In a highly unusual gesture in Mexican politics that symbolized Mexico's strengthening plurality, Zedillo in his address singled out Crdenas - one of his sharpest political critics - for congratulations. Zedillo also pledged the federal government's cooperation and resources to help Mexico City's new mayor address the problems of the giant metropolis.
In a quick response from his party's press center, Crdenas - who lost a bid for the Mexican presidency to Zedillo in 1994 - acknowledged Zedillo's gesture as a sign of Mexico's "democratic advancement." He also praised Zedillo for initiating the electoral reforms that culminated in what analysts were calling the fairest and most transparent elections in Mexico's history.
Election reveals three different Mexicos
Mexico City political analyst Lorenzo Meyer says it was "notable" that a president who "a few weeks ago was wearing the shirt of the chief of his party is now speaking the language of a statesman."

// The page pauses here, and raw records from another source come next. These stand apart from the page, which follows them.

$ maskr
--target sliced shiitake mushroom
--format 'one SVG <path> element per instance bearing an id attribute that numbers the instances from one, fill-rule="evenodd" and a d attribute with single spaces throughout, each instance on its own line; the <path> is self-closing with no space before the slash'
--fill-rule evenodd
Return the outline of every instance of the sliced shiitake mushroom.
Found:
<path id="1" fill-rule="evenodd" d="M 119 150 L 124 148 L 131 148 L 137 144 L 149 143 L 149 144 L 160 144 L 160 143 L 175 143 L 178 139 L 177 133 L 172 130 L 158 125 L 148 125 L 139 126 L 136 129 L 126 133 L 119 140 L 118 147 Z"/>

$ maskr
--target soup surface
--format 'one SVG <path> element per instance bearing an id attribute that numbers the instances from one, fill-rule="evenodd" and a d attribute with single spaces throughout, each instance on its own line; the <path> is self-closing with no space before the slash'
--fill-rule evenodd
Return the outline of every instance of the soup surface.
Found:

Mr. Meyer says that Sunday's elections marked a new "democratic normalcy for Mexico."
They also revealed three different Mexicos, he says:
* One in the industrialized, "globalized," NAFTA-oriented north, where the left-leaning PRD has little force.
* One symbolized by Mexico City, where a mature, multiparty democracy includes a strong opposition to Mexico's market-oriented economic program.
* One in "forgotten" Mexico, represented by the poor and heavily indigenous southern state of Chiapas, where most of the election's black marks were concentrated.
While the voting process across much of the country was uneventful, election observers reported that materials at several Chiapas polling sites were burned, and poll workers at one site were sequestered by locals opposed to the election process.
What the election did not confirm was the death of the long-ruling PRI, as some observers had anticipated. The PRI remains Mexico's first political organization, ahead of the PAN and PRD, which still cannot be considered national political forces. If the country's emergence from its worst economic recession in 60 years continues, 1997 could actually turn out to be a low point from which the PRI rebounds.
In addition to losing its absolute majority in Congress and the Mexico City mayor's race, the PRI was also losing the governorships in the economic powerhouse of Nuevo Leon and in Queretero.
Instead of being the power, the PRI now is something more like first among equals. Crdenas - already looking like a likely presidential candidate in 2000 - will be a forceful and high-profile voice opposing the PRI's economic and political programs.
And other parties that only got bloodied by butting up against the PRI's autocratic rule in the past will take advantage of a more pluralistic democracy to demand better treatment.
PAN leader Ricardo Garca Cervantes notes that when in recent years his party repeatedly proposed legislation to allow citizen referendums, the PRI ignored the proposal, and it went nowhere.
After Sunday, he says, the PRI won't find such arrogance so easy.